No life, in terms of the breadth and depth of personal detail and the exposure of the interior being, gets more play in Scripture than David’s. Not Abraham’s, Moses’, or Elijah’s; not Peter’s or Paul’s; not even Jesus’! We know more about David’s personal journey with God than anyone else. And it is full of brokenness, failure, and sin, as well as faith, hope, and love. Oliver Cromwell, the Lord Protector of England during the British Interregnum, said to his court painter Peter Lely: “I desire you would use all your skill to paint my picture truly like me, and not flatter me at all, [with] roughness, pimples, warts, and everything.” David is painted by the writer of Samuel, “warts and all.” And we will consider David’s story as recorded in the Samuel scrolls. The writer of Chronicles also tells us the story of David.

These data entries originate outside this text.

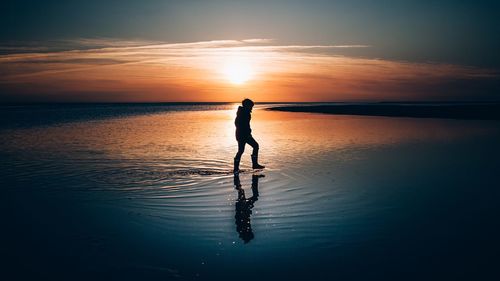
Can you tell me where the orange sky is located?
[0,39,498,102]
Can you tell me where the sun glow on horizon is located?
[222,56,254,85]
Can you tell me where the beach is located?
[0,103,500,280]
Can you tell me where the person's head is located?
[241,99,254,110]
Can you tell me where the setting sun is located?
[222,57,253,85]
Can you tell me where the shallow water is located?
[0,105,500,280]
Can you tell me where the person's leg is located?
[247,136,265,169]
[233,140,246,173]
[234,140,246,160]
[247,136,259,155]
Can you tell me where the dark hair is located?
[241,99,254,107]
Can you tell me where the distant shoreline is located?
[268,103,500,120]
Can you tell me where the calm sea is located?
[0,104,500,280]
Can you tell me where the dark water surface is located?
[0,104,500,280]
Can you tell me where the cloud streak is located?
[0,38,500,101]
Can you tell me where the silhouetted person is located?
[233,99,265,173]
[234,174,264,244]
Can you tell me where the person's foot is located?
[252,155,266,169]
[252,163,266,169]
[233,158,240,174]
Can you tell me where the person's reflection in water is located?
[234,174,264,244]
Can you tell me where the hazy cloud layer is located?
[0,38,500,101]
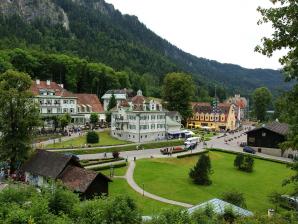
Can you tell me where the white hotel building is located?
[111,90,181,142]
[31,79,105,124]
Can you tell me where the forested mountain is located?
[0,0,288,95]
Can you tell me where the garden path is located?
[125,161,193,208]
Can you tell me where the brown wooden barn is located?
[247,122,289,148]
[22,150,111,198]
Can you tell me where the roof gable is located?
[22,150,81,179]
[59,166,111,193]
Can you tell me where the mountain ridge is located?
[0,0,289,94]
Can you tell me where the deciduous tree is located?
[0,70,39,171]
[189,154,212,185]
[163,73,195,122]
[252,87,272,121]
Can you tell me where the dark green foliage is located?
[58,113,71,130]
[86,131,99,144]
[234,154,254,172]
[108,93,117,111]
[163,73,195,122]
[0,0,289,100]
[189,154,212,185]
[112,151,120,159]
[252,87,272,121]
[90,113,98,127]
[0,183,141,224]
[0,70,39,171]
[222,191,247,208]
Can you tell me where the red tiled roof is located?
[30,81,73,97]
[236,99,245,109]
[73,93,104,113]
[59,166,111,193]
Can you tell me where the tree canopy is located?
[0,70,39,170]
[252,87,272,121]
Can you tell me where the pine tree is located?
[189,154,212,185]
[108,93,117,111]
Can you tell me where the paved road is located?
[78,126,292,162]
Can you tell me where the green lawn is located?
[109,179,180,215]
[134,152,292,213]
[46,131,130,148]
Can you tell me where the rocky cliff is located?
[0,0,69,29]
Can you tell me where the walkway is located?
[125,161,193,208]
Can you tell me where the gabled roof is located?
[22,150,81,179]
[192,102,231,115]
[187,198,253,216]
[247,121,289,136]
[59,166,111,193]
[74,93,104,113]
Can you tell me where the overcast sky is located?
[106,0,281,69]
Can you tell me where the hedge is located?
[177,150,208,159]
[80,157,124,166]
[208,148,291,164]
[59,140,184,156]
[90,161,127,171]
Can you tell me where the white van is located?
[184,137,200,146]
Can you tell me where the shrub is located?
[189,154,212,185]
[234,154,254,172]
[87,131,99,144]
[222,191,246,208]
[112,151,120,159]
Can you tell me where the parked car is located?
[243,146,256,154]
[240,142,247,147]
[184,137,200,146]
[160,146,186,155]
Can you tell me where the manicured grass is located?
[61,140,184,156]
[33,134,62,143]
[109,179,180,215]
[134,152,293,213]
[98,164,128,177]
[46,131,130,148]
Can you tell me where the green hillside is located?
[0,0,289,96]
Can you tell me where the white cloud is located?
[106,0,282,68]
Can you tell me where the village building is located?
[224,94,249,121]
[31,79,105,124]
[187,102,237,131]
[101,89,133,111]
[22,150,111,198]
[111,90,181,142]
[246,121,297,157]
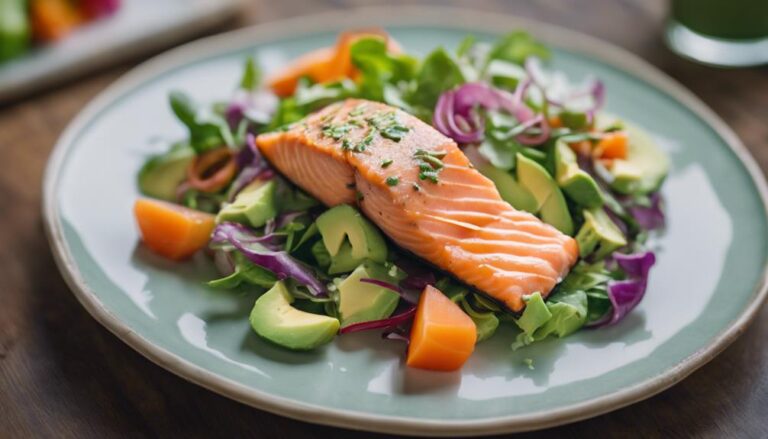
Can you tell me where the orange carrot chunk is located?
[595,131,629,159]
[267,29,401,97]
[133,198,215,261]
[406,286,477,371]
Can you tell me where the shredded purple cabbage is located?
[339,305,416,334]
[432,80,550,145]
[227,134,275,201]
[213,249,235,277]
[588,251,656,327]
[224,89,279,130]
[211,222,328,296]
[381,327,411,346]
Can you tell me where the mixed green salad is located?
[136,28,668,372]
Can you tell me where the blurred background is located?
[0,0,768,437]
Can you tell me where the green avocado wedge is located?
[250,281,339,350]
[338,261,400,327]
[576,208,627,259]
[316,204,387,274]
[517,154,573,235]
[216,180,277,227]
[478,163,539,214]
[596,115,669,195]
[138,142,195,201]
[554,140,603,208]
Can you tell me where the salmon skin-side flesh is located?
[256,99,578,311]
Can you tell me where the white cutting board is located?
[0,0,243,104]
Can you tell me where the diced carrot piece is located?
[406,285,477,371]
[595,131,629,159]
[30,0,82,41]
[133,198,215,260]
[267,29,401,97]
[327,28,400,81]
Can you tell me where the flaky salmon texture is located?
[257,99,578,311]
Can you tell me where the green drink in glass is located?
[665,0,768,67]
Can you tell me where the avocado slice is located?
[576,208,627,259]
[316,204,387,274]
[216,180,277,227]
[478,163,539,214]
[554,140,603,208]
[250,281,339,350]
[138,142,195,201]
[597,115,669,195]
[338,261,400,327]
[517,153,573,235]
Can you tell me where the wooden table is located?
[0,0,768,438]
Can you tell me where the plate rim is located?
[42,6,768,436]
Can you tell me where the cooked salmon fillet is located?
[256,99,578,311]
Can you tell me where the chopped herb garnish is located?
[322,123,352,140]
[354,127,376,152]
[419,171,439,183]
[349,104,365,116]
[413,149,446,183]
[368,111,411,142]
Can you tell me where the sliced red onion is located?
[432,91,484,143]
[227,133,275,202]
[525,57,605,123]
[339,305,416,334]
[213,249,235,277]
[432,79,550,145]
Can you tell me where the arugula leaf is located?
[411,48,465,114]
[169,90,235,154]
[485,31,551,67]
[208,252,277,289]
[459,297,499,343]
[293,79,357,108]
[350,36,417,101]
[240,56,261,91]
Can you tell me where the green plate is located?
[44,8,768,435]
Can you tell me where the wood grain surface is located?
[0,0,768,438]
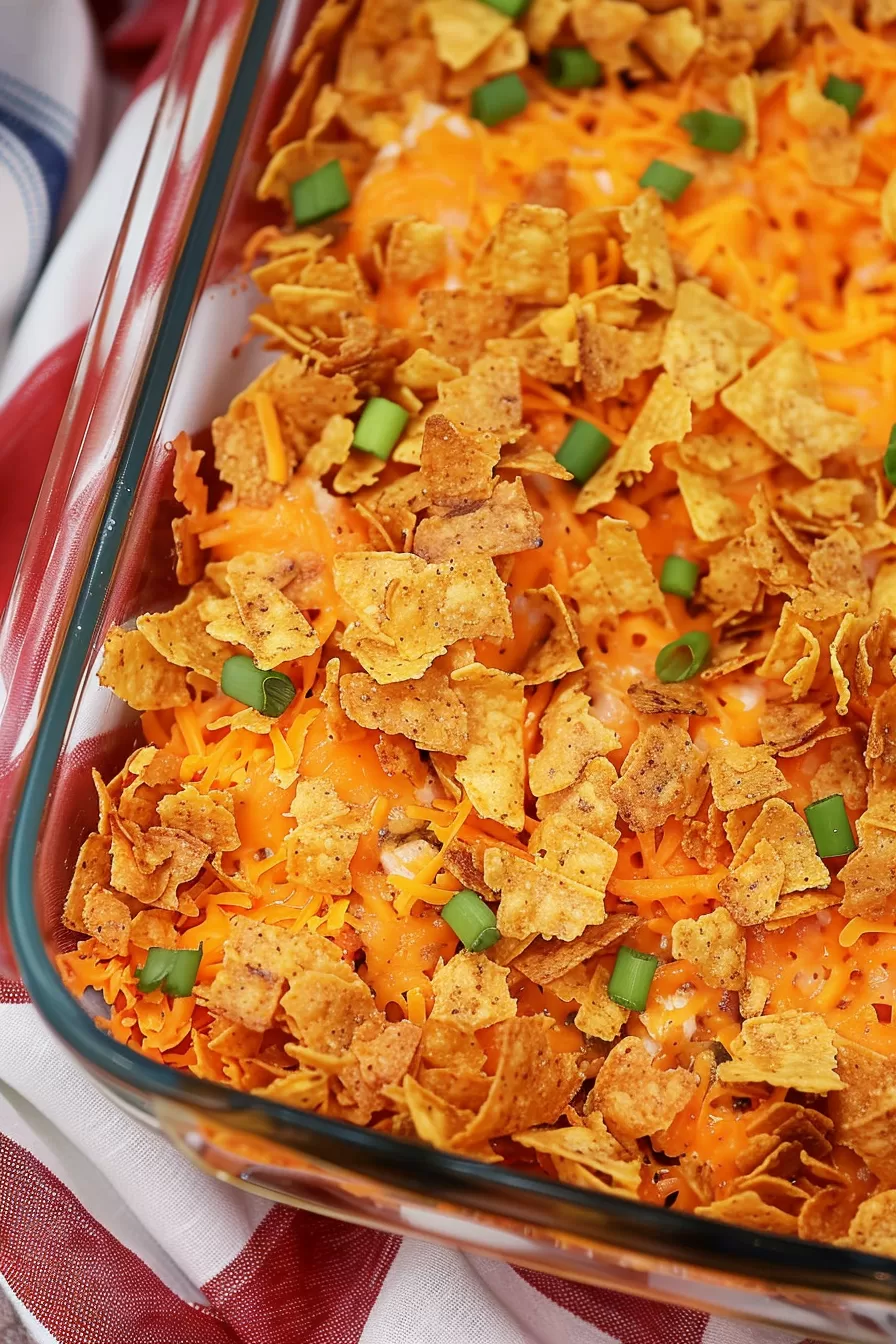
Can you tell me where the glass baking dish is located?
[0,0,896,1344]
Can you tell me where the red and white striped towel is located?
[0,0,811,1344]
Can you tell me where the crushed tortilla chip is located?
[484,849,604,942]
[429,952,516,1031]
[719,1011,844,1093]
[721,341,864,481]
[610,719,703,832]
[672,906,747,989]
[529,673,619,797]
[98,625,189,710]
[594,1036,697,1140]
[451,663,525,831]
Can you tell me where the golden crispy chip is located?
[572,0,650,73]
[536,757,619,844]
[719,1011,844,1093]
[570,516,665,626]
[304,415,355,480]
[97,625,189,710]
[419,290,513,373]
[610,719,703,832]
[513,914,641,985]
[709,743,789,812]
[575,964,629,1040]
[339,668,467,755]
[472,206,570,304]
[81,886,130,957]
[451,663,525,831]
[394,348,461,396]
[520,583,582,685]
[159,784,240,851]
[725,70,759,163]
[695,1189,797,1236]
[809,527,869,606]
[423,0,510,70]
[414,478,541,562]
[653,280,771,410]
[759,702,825,753]
[283,778,369,896]
[577,311,664,402]
[130,910,177,949]
[439,352,523,434]
[737,972,771,1021]
[429,952,516,1031]
[386,215,445,285]
[672,907,747,989]
[523,0,572,55]
[637,9,703,79]
[201,915,343,1031]
[672,462,744,542]
[62,832,111,933]
[787,69,862,187]
[455,1017,582,1148]
[419,413,501,509]
[731,798,830,895]
[484,847,609,942]
[575,374,690,513]
[594,1036,697,1140]
[840,818,896,919]
[719,840,786,927]
[513,1111,641,1195]
[721,341,864,481]
[529,673,619,797]
[333,552,513,684]
[620,189,677,308]
[627,677,709,715]
[700,536,760,625]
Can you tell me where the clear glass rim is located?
[7,0,896,1302]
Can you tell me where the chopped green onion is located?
[547,47,603,89]
[137,942,203,999]
[352,396,408,462]
[660,555,700,598]
[482,0,529,19]
[556,421,611,485]
[654,630,712,681]
[442,888,501,952]
[821,75,865,117]
[220,653,296,719]
[806,793,856,859]
[289,159,352,227]
[884,425,896,485]
[638,159,693,206]
[470,75,529,126]
[678,108,747,155]
[607,943,660,1012]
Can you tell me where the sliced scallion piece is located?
[638,159,693,206]
[654,630,712,681]
[660,555,700,599]
[806,793,856,859]
[220,653,296,719]
[547,47,603,89]
[289,159,352,227]
[556,421,613,485]
[470,74,529,126]
[352,396,408,462]
[442,888,501,952]
[678,108,747,155]
[607,943,660,1012]
[821,75,865,117]
[137,942,203,999]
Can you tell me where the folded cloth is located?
[0,0,811,1344]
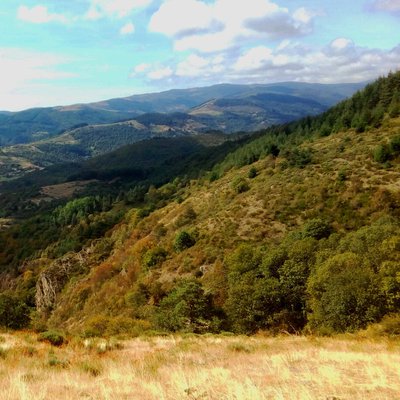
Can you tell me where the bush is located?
[38,331,66,346]
[366,314,400,337]
[0,293,30,329]
[142,247,168,268]
[174,231,196,253]
[156,279,218,333]
[301,218,332,240]
[373,144,390,163]
[232,176,250,194]
[247,167,257,179]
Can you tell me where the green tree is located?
[174,231,196,253]
[156,279,216,333]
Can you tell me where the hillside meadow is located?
[0,332,400,400]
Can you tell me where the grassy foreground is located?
[0,333,400,400]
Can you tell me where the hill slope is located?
[0,73,400,336]
[0,83,365,146]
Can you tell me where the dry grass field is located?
[0,332,400,400]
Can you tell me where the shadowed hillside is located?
[0,73,400,336]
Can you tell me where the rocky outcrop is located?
[35,247,93,312]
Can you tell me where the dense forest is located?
[0,72,400,336]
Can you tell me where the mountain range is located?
[0,82,365,180]
[0,82,365,146]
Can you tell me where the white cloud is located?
[149,0,213,36]
[233,46,272,71]
[331,38,353,50]
[119,22,135,35]
[372,0,400,13]
[147,67,174,80]
[134,38,400,87]
[0,48,76,109]
[133,63,151,74]
[149,0,316,53]
[17,5,68,24]
[176,54,210,76]
[85,0,153,20]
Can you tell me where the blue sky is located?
[0,0,400,111]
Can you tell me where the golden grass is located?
[0,333,400,400]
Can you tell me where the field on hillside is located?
[0,332,400,400]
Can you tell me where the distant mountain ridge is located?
[0,82,365,146]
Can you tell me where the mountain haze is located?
[0,83,365,146]
[0,73,400,336]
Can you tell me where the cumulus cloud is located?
[371,0,400,14]
[119,22,135,35]
[17,5,68,24]
[147,67,174,80]
[135,37,400,87]
[149,0,316,52]
[0,48,76,109]
[85,0,153,20]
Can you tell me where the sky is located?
[0,0,400,111]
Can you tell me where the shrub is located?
[174,231,196,253]
[0,293,30,329]
[373,144,390,163]
[231,176,250,194]
[301,218,332,240]
[38,331,66,346]
[366,314,400,337]
[156,279,218,333]
[142,247,168,268]
[247,167,257,179]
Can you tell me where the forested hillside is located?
[0,82,365,148]
[0,72,400,336]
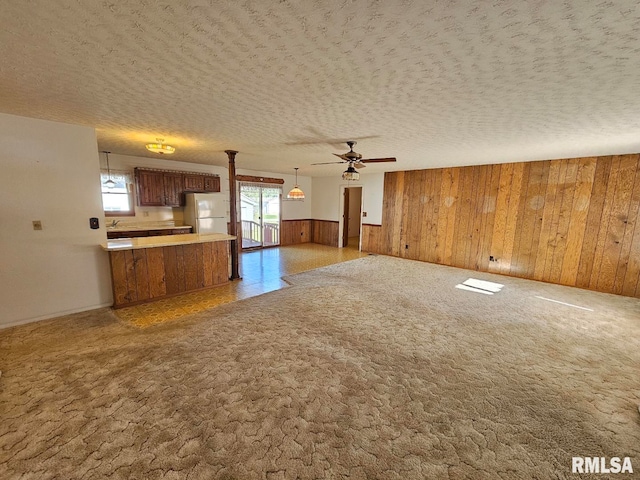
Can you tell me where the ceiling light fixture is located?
[145,138,176,154]
[287,167,304,200]
[342,165,360,180]
[103,152,116,188]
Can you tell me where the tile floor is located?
[114,242,367,328]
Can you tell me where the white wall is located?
[0,114,111,327]
[238,168,313,220]
[311,173,384,225]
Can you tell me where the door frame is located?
[338,184,364,250]
[238,184,282,251]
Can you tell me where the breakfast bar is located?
[101,233,236,308]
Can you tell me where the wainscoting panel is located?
[280,220,313,246]
[376,154,640,297]
[311,220,340,247]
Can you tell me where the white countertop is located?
[100,233,236,252]
[107,225,192,232]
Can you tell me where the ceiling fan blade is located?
[360,157,396,163]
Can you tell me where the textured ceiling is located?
[0,0,640,176]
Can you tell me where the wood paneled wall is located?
[311,220,340,247]
[280,220,312,246]
[370,154,640,297]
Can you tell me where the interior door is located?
[342,188,349,247]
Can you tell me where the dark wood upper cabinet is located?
[135,168,165,207]
[184,173,204,192]
[135,168,220,207]
[163,172,184,207]
[204,175,220,192]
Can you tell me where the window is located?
[100,170,135,217]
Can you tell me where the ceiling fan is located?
[311,140,396,180]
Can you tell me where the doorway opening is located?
[240,182,282,250]
[341,187,362,249]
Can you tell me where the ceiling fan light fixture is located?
[287,167,304,200]
[342,165,360,180]
[145,138,176,155]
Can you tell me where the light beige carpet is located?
[0,256,640,480]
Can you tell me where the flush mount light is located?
[145,138,176,154]
[287,167,304,200]
[342,165,360,180]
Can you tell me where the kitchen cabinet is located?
[135,168,220,207]
[135,168,165,207]
[163,172,184,207]
[102,234,235,308]
[204,175,220,192]
[184,173,204,192]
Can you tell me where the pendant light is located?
[103,152,116,188]
[287,167,304,200]
[145,138,176,154]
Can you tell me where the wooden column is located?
[224,150,241,280]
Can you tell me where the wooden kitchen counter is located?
[101,233,236,308]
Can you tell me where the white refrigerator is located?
[184,193,229,234]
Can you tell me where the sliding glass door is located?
[240,182,282,249]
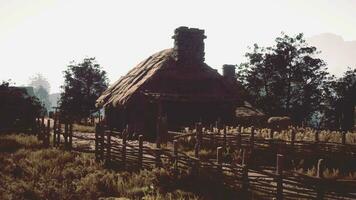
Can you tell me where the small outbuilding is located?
[97,27,243,138]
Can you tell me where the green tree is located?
[0,82,43,131]
[59,58,108,121]
[29,74,52,111]
[323,68,356,130]
[237,33,328,124]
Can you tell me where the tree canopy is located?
[29,74,52,111]
[0,82,43,131]
[237,33,328,123]
[59,58,108,120]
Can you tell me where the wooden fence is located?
[32,118,356,199]
[168,123,356,159]
[95,125,356,199]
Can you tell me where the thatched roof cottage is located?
[97,27,243,137]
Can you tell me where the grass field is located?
[0,134,243,200]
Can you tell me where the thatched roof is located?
[235,101,266,118]
[97,49,237,107]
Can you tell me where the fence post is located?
[64,122,68,149]
[250,126,255,152]
[173,140,179,173]
[69,123,73,150]
[223,125,227,152]
[291,128,296,148]
[53,115,57,147]
[95,123,100,161]
[269,128,274,139]
[314,129,320,143]
[138,135,143,169]
[56,120,62,147]
[105,128,112,164]
[276,154,284,200]
[241,164,249,199]
[236,132,242,150]
[43,119,51,147]
[316,159,325,199]
[194,122,202,158]
[216,147,223,178]
[341,130,347,145]
[122,130,127,169]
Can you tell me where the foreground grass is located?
[0,135,243,200]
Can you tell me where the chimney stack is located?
[172,26,206,65]
[223,65,236,81]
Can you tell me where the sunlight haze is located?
[0,0,356,93]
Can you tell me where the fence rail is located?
[37,119,356,199]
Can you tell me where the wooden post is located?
[216,147,223,174]
[64,122,69,149]
[269,128,274,139]
[250,126,255,152]
[56,120,62,147]
[68,123,73,150]
[314,129,320,143]
[341,130,347,145]
[138,135,143,169]
[122,131,127,169]
[223,125,227,152]
[316,159,324,178]
[173,140,179,173]
[291,128,296,148]
[316,159,325,200]
[276,154,284,200]
[53,114,57,147]
[236,132,242,150]
[44,119,51,147]
[194,122,202,158]
[106,128,112,164]
[95,123,100,161]
[241,164,249,199]
[242,149,247,166]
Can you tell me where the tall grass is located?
[0,135,204,200]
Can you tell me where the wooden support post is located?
[138,135,143,169]
[242,149,247,166]
[316,159,325,178]
[194,122,203,158]
[316,159,325,200]
[341,130,347,145]
[223,125,227,152]
[209,124,214,133]
[64,122,69,149]
[236,132,242,150]
[56,121,62,147]
[105,128,112,164]
[250,126,255,152]
[269,128,275,139]
[314,129,320,143]
[276,154,284,200]
[95,123,100,161]
[173,140,179,173]
[216,147,223,173]
[53,114,57,147]
[241,164,249,199]
[291,128,296,145]
[44,119,51,147]
[122,131,127,169]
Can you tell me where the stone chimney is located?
[223,65,236,81]
[172,26,206,65]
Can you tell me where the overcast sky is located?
[0,0,356,93]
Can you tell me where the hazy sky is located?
[0,0,356,92]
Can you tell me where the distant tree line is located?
[0,81,44,132]
[59,58,108,122]
[237,33,356,129]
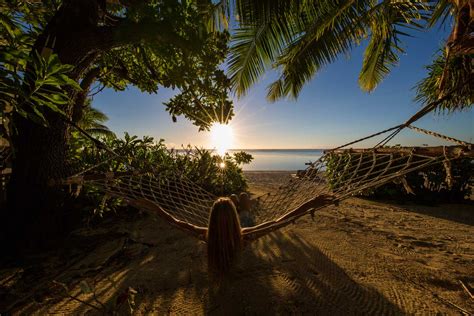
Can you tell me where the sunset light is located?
[211,123,234,156]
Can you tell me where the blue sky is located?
[93,28,474,149]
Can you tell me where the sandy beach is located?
[0,172,474,315]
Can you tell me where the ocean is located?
[229,149,323,171]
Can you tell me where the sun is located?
[211,123,234,156]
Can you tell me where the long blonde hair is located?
[207,198,242,279]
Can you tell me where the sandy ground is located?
[0,172,474,315]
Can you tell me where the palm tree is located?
[229,0,473,110]
[77,99,115,137]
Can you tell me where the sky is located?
[93,24,474,149]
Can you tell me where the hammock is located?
[61,116,474,239]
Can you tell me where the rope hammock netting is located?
[61,109,474,240]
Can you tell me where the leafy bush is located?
[326,153,474,201]
[70,132,253,216]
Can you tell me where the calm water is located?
[230,149,323,170]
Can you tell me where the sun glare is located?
[211,123,234,156]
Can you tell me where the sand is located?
[0,172,474,315]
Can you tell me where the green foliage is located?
[326,153,474,201]
[77,99,115,137]
[229,0,431,101]
[70,132,253,214]
[0,2,80,134]
[415,50,474,112]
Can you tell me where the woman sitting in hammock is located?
[135,195,333,278]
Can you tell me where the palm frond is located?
[359,1,427,92]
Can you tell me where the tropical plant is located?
[229,0,474,109]
[70,132,253,213]
[77,99,115,137]
[0,0,233,247]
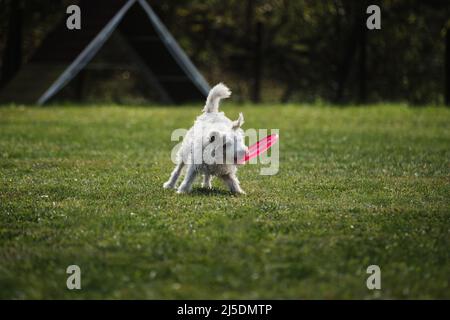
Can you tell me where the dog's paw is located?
[163,181,175,189]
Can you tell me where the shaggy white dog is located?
[164,83,248,194]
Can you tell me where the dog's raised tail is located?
[203,83,231,112]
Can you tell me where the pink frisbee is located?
[239,134,278,164]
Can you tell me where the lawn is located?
[0,103,450,299]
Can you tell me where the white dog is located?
[164,83,248,194]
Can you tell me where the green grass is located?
[0,104,450,299]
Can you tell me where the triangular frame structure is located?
[0,0,209,105]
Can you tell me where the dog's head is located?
[205,113,248,164]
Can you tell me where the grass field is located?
[0,103,450,299]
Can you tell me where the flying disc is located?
[239,134,278,164]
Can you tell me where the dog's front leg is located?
[221,174,245,194]
[202,173,212,189]
[163,161,184,189]
[177,164,197,193]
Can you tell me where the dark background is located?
[0,0,450,105]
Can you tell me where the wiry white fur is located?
[164,83,247,194]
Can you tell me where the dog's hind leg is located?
[177,164,198,193]
[220,174,245,194]
[163,162,184,189]
[202,173,212,189]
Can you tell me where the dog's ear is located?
[233,112,245,130]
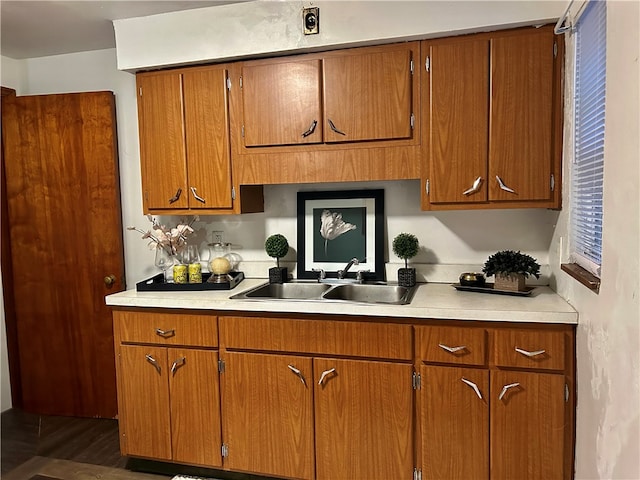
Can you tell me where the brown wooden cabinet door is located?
[118,345,172,460]
[489,27,554,202]
[242,60,323,147]
[136,72,190,211]
[422,38,489,203]
[221,352,316,479]
[419,366,489,480]
[182,67,233,209]
[323,45,413,142]
[167,348,222,467]
[313,358,414,480]
[490,371,565,480]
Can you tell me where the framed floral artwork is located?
[297,190,385,280]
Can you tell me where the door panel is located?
[419,366,489,480]
[490,371,565,480]
[167,348,222,467]
[313,359,414,480]
[425,40,489,203]
[119,345,172,460]
[323,47,413,142]
[242,60,323,147]
[2,92,124,417]
[489,29,554,201]
[221,352,314,479]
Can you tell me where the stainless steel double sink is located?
[230,280,417,305]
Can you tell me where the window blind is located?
[570,1,606,277]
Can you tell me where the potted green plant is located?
[393,233,419,287]
[482,250,540,292]
[264,233,289,283]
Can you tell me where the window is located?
[570,1,606,290]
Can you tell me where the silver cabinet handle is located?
[156,328,176,338]
[171,357,187,376]
[287,365,307,387]
[462,177,482,195]
[144,355,162,375]
[460,377,482,400]
[191,187,207,203]
[438,343,467,353]
[516,347,545,357]
[318,368,336,385]
[498,382,520,400]
[327,118,346,135]
[169,188,182,203]
[496,175,516,193]
[302,120,318,137]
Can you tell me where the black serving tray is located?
[451,283,536,297]
[136,272,244,292]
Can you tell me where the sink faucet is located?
[338,257,360,279]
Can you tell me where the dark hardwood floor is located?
[0,408,127,475]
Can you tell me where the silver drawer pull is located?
[498,382,520,400]
[171,357,187,376]
[438,343,467,353]
[144,355,162,375]
[462,177,482,195]
[516,347,545,357]
[318,368,336,385]
[460,377,482,400]
[287,365,307,387]
[156,328,176,338]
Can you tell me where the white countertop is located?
[106,278,578,324]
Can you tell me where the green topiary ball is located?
[264,233,289,264]
[392,233,419,267]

He cuts out all the bad stuff. He seems to be giving the official royal chronology of David. But the writer of Samuel doesn’t redact any of the ugly, the embarrassing, or the tragic. Why? So, we can have our hearts captured by God’s compassion for David, which gives us a window into his compassion for us.

We will begin this series on David this Sunday, April 26th. The big idea in the David cycles is meeting, or being reintroduced to God, through David's story. As you hear David’s story, our prayer is for you to encounter God in fresh ways. God is so active and present throughout this whole story – for David, for Israel, and for the world. David’s story is one about God. He was an unfortunate parent and an unfaithful husband. From a purely historic point of view, he was a barbaric chieftain with a talent for poetry. But David’s importance isn’t in his morality or his military prowess, but in his experience of and witness to God. Every event in his life was a confrontation with God. (Eugene Peterson, Leap Over A Wall) May God meet us through David’s life and bless us, and deal with us as he dealt with David, as One full of grace upon grace. Amen.